[英]adding a column based on other values
I have a dataframe with millions of rows and three columns labeled Keywords, Impressions, Clicks. 我有一个包含数百万行和三列标记为关键字,展示次数,点击次数的数据框。 I'd like to add a column with values depending on the evaluation of this function:
我想根据此函数的评估添加一个包含值的列:
isType <- function(Impressions, Clicks)
{
if (Impressions >= 1 & Clicks >= 1){return("HasClicks")} else if (Impressions >=1 & Clicks == 0){return("NoClicks")} else {return("ZeroImp")}
}
so far so good. 到现在为止还挺好。 I then try this to create the column but 1) it takes for ever and 2) it marks all the rows has "HasClicks" even the ones where it shouldn't.

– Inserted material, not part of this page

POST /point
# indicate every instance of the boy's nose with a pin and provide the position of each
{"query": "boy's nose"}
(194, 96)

然后我尝试这个来创建列,但1)它需要永远和2)它标记所有行有“HasClicks”甚至是它不应该的那些。
# Creates a dataframe
Type <- data.frame()
# Loops until last row and store it in data.frame
for (i in c(1:dim(Mydf)[1])) {Type <- rbind(Type,isType(Mydf$Impressions[i], Mydf$Clicks[i]))}
# Add the column to Mydf
Mydf <- transform(Mydf, Type = Type)
input data: 输入数据:
Keywords,Impressions,Clicks 关键字,展示次数,点击次数
"Hello",0,0 “你好”,0,0
"World",1,0 “世界”,1,0
"R",34,23 “R”,34,23
Wanted output: 通缉输出:
Keywords,Impressions,Clicks,Type 关键字,展示次数,点击次数,类型
"Hello",0,0,"ZeroImp" “你好”,0,0, “ZeroImp”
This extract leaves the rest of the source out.